Per dare una valutazione generale dell'assedio, bisogna sapere che la guarnigione spagnola respinse un totale di sei assalti su larga scala, nei quali morirono circa sedicimila turchi o anche di più e quasi l'intero contingente di giannizzeri. Anche se esiste una versione molto diversa dai dati ufficiali, quella dell'ammiraglio Andrea Doria in una lettera inviata a Carlo V. In questa il genovese afferma che nell'assalto morirono solo tremila turchi. Ma questi dati non sono molto attendibili, soprattutto se provengono da chi avrebbe dovuto aiutare i difensori e non lo ha fatto. Potrebbe essere semplicemente la giustificazione di un uomo che avrebbe potuto fare di più per aiutare gli uomini coraggiosi che hanno difeso la piazza con tanto coraggio. Cosa ne pensi? Epica impresa del terzo di Sarmiento? O un'aggressione più normale come diceva Andrea Doria?

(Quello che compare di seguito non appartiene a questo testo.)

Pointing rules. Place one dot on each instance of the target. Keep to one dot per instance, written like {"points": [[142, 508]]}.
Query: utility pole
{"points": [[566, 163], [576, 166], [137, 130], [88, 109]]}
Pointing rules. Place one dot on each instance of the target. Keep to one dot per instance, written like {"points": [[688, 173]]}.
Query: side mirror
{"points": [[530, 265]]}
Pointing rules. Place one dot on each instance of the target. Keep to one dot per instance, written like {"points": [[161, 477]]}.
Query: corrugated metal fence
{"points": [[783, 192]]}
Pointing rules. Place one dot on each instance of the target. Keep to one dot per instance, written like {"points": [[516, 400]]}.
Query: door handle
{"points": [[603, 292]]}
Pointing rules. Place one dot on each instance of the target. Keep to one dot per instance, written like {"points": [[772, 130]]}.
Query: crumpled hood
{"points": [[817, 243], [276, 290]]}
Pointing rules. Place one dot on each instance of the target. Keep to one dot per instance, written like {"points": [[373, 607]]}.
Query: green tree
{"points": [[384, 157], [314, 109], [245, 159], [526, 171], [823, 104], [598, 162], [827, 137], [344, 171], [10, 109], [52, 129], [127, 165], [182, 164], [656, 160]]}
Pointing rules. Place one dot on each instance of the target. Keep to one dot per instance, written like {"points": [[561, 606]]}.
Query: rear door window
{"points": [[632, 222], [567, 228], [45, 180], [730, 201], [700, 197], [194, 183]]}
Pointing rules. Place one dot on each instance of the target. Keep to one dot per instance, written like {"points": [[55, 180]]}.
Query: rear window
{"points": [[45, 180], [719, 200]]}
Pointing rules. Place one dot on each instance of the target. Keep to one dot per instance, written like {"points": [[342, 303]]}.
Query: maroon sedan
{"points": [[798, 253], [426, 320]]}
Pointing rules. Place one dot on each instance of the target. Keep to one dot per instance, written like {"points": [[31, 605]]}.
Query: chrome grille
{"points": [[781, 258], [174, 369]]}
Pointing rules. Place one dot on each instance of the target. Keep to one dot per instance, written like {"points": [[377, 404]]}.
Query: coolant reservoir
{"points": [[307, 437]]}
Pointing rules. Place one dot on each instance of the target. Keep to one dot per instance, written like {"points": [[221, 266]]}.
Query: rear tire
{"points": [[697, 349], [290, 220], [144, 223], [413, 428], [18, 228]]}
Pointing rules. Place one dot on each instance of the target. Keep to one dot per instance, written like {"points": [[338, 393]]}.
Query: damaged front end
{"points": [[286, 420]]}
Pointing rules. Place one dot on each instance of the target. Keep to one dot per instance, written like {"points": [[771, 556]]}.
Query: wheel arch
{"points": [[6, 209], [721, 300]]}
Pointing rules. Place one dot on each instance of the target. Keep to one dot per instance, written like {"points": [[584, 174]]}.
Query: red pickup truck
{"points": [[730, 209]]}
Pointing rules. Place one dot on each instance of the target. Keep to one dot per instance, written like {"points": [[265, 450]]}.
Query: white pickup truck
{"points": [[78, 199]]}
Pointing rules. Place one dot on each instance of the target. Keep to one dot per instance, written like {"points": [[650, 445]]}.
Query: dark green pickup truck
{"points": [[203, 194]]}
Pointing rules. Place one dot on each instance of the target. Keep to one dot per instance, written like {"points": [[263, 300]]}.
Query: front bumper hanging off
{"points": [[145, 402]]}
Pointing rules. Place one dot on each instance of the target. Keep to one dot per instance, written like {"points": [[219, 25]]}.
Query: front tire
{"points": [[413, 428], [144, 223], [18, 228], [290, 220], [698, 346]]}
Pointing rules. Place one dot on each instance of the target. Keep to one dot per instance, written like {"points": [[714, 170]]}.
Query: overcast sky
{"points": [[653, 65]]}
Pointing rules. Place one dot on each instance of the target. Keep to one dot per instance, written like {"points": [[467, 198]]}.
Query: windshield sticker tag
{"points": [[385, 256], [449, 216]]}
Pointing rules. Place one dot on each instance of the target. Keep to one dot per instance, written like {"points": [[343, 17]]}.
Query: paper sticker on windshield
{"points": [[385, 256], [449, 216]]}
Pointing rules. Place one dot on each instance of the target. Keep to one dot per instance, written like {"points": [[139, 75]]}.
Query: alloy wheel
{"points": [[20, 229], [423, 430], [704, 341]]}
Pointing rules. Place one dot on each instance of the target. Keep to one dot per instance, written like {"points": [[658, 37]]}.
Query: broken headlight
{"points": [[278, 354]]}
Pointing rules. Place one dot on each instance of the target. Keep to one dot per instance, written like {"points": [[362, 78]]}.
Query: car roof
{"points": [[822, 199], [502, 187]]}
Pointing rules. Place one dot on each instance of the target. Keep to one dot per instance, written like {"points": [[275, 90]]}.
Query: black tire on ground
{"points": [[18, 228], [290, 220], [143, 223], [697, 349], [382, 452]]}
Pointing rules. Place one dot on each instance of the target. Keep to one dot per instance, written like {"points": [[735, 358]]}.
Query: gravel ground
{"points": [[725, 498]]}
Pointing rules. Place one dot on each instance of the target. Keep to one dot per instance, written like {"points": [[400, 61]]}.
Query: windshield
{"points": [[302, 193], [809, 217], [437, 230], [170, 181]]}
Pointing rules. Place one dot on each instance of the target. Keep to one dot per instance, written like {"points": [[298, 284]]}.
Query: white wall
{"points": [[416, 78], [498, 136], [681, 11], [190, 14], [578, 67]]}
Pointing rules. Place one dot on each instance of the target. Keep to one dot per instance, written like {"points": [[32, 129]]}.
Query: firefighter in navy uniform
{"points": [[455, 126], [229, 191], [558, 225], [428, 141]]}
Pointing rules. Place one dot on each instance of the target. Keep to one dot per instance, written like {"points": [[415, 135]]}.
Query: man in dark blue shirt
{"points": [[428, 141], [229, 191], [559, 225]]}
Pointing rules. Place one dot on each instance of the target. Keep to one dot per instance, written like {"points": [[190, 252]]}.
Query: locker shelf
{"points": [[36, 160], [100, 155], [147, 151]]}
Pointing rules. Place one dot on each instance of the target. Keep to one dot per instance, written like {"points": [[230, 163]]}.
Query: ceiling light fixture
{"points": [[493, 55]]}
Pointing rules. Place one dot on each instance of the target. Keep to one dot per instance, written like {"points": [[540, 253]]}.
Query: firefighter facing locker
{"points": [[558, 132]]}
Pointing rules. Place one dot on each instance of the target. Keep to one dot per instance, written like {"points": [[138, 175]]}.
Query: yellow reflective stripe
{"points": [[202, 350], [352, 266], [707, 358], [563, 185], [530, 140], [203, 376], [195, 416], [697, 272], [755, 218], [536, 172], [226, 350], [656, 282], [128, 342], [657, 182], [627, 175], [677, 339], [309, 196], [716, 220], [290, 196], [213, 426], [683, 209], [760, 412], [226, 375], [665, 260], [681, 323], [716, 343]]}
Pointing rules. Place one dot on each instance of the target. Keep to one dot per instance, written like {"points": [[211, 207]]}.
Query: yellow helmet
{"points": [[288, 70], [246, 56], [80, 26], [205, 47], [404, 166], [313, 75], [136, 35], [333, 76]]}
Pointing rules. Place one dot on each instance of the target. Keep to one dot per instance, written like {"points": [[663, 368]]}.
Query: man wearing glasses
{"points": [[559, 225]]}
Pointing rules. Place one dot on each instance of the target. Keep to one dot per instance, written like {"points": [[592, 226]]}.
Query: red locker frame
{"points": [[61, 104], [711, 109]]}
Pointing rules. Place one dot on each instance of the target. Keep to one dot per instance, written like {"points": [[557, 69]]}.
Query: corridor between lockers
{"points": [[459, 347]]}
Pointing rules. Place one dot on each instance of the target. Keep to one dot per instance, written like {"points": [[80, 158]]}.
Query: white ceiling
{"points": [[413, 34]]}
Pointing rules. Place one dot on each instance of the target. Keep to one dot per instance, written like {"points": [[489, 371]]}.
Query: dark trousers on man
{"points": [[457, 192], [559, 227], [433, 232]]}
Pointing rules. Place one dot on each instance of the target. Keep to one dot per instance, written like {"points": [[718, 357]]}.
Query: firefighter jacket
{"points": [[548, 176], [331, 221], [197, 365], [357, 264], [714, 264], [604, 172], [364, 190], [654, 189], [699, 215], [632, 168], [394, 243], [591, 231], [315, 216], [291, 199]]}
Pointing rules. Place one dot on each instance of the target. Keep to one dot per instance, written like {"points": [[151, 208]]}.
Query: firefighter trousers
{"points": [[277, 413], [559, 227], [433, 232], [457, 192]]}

Quanto a quelli che rimasero in vita, devi sapere che una parte di loro fu mandata a remare nelle galee turche, e molti altri a Costantinopoli come trofeo per il sultano. Ma la storia dei valorosi castelnovesi non era ancora finita e qualche anno dopo, precisamente nel 1545, un folto gruppo di quei valorosi, una ventina circa, prese il controllo di una galea nella quale stavano remando. Un'impresa degna dei veri eroi. Con questa nave percorsero il Mediterraneo da Algeri fino al porto di Messina. Furono loro a raccontare dettagliatamente quanto accadde in quell'assedio, poiché furono testimoni diretti di quell'episodio.
Ricapitolando e affinché vi rendiate conto di quanto incredibile fosse l'impresa, un esercito di circa tremilacinquecento spagnoli riuscì a causare più di sedicimila vittime all'esercito del sultano. Di quei valorosi soldati solo un centinaio si salvarono, e di tutti solo venti riuscirono a ritornare alle loro case dopo una lunga prigionia.
Non sarebbe stato fino al momento della battaglia di Lepanto, nel 1571, quando fu costituita nuovamente un'altra Lega Santa per combattere contro i turchi. Quella guerra di logoramento portata avanti dalla Spagna nel Mediterraneo si trattava di spese enormi che avrebbero finito per provocare una penuria di fondi nelle casse dell'impero. Questo sforzo eccessivo per fermare gli ottomani fu ciò che alla fine non permise alla Spagna di affrontare altri fronti di guerra con sufficienti garanzie, come quello delle Fiandre. Anche se questa è un'altra storia che lascerò per un'altra volta, se vuoi.
Bibliografia
- I Tercios nel Mediterraneo. I luoghi di Castelnuovo e Malta, Hugo Álvaro Cañete. Edizioni Salamina, 2015.
- Tercios della Spagna, la leggendaria fanteria, Juan Martínez Laínez e José María Sánchez de Toca. EDAF, 2006.
- Storia dei Tercios , José Javier Esparza, La sfera dei libri, 2017.